I think it's far more dangerous to have it in the URL...
You have a table, "sessions" or whatever, in your database. It has a field for each variable you want to store in your session (and you might have to read up on serialisation if you'll be wanting to store things like arrays), and an additional field for storing your session ID. md5(time()) might do as a session ID.
You'll have to do something like
"SELECT * from sessions WHERE session_id='$session_id'"
to query the database for all fields where the session ID matches the one supplied in the URL (there isn't one? header('Location:login.php')😉. Maybe the session ID is an old one that someone pulled out of your cache or browser history, and isn't in the database any more: header('Location:login.php');. Maybe it is still in the database and you haven't cleared it out yet - they're now in your admin section.

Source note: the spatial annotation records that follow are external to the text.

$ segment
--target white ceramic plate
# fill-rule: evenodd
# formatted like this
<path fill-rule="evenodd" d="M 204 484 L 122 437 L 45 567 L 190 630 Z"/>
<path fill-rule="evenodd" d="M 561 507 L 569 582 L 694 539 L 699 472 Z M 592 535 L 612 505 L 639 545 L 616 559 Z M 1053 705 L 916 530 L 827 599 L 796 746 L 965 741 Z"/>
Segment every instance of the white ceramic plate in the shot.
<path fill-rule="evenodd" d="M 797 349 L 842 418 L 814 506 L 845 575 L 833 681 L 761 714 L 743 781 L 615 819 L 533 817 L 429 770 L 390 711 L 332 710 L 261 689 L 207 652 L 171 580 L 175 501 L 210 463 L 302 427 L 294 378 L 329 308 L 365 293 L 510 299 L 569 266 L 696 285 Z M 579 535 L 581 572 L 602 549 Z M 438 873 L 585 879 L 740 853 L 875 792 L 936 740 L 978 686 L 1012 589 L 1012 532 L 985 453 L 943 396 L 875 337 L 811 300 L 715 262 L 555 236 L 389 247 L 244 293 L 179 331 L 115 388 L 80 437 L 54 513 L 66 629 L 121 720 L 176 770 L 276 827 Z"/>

With a successful query, get the field values, stick them into suitable variables, and you're under way.
You need to stick the session ID in all the links (and forms) in your admin section. I saw some Javascript on the documentation site that was said to do this automatically.
Clearing out the database is tricky - you need to write a substitute for PHP's garbage collection as well. Assuming there will only ever be one session at a time (there won't be multiple people using the admin session), a "DELETE FROM sessions" when some "logout" command is given ought to do the trick. Otherwise things can get stickier.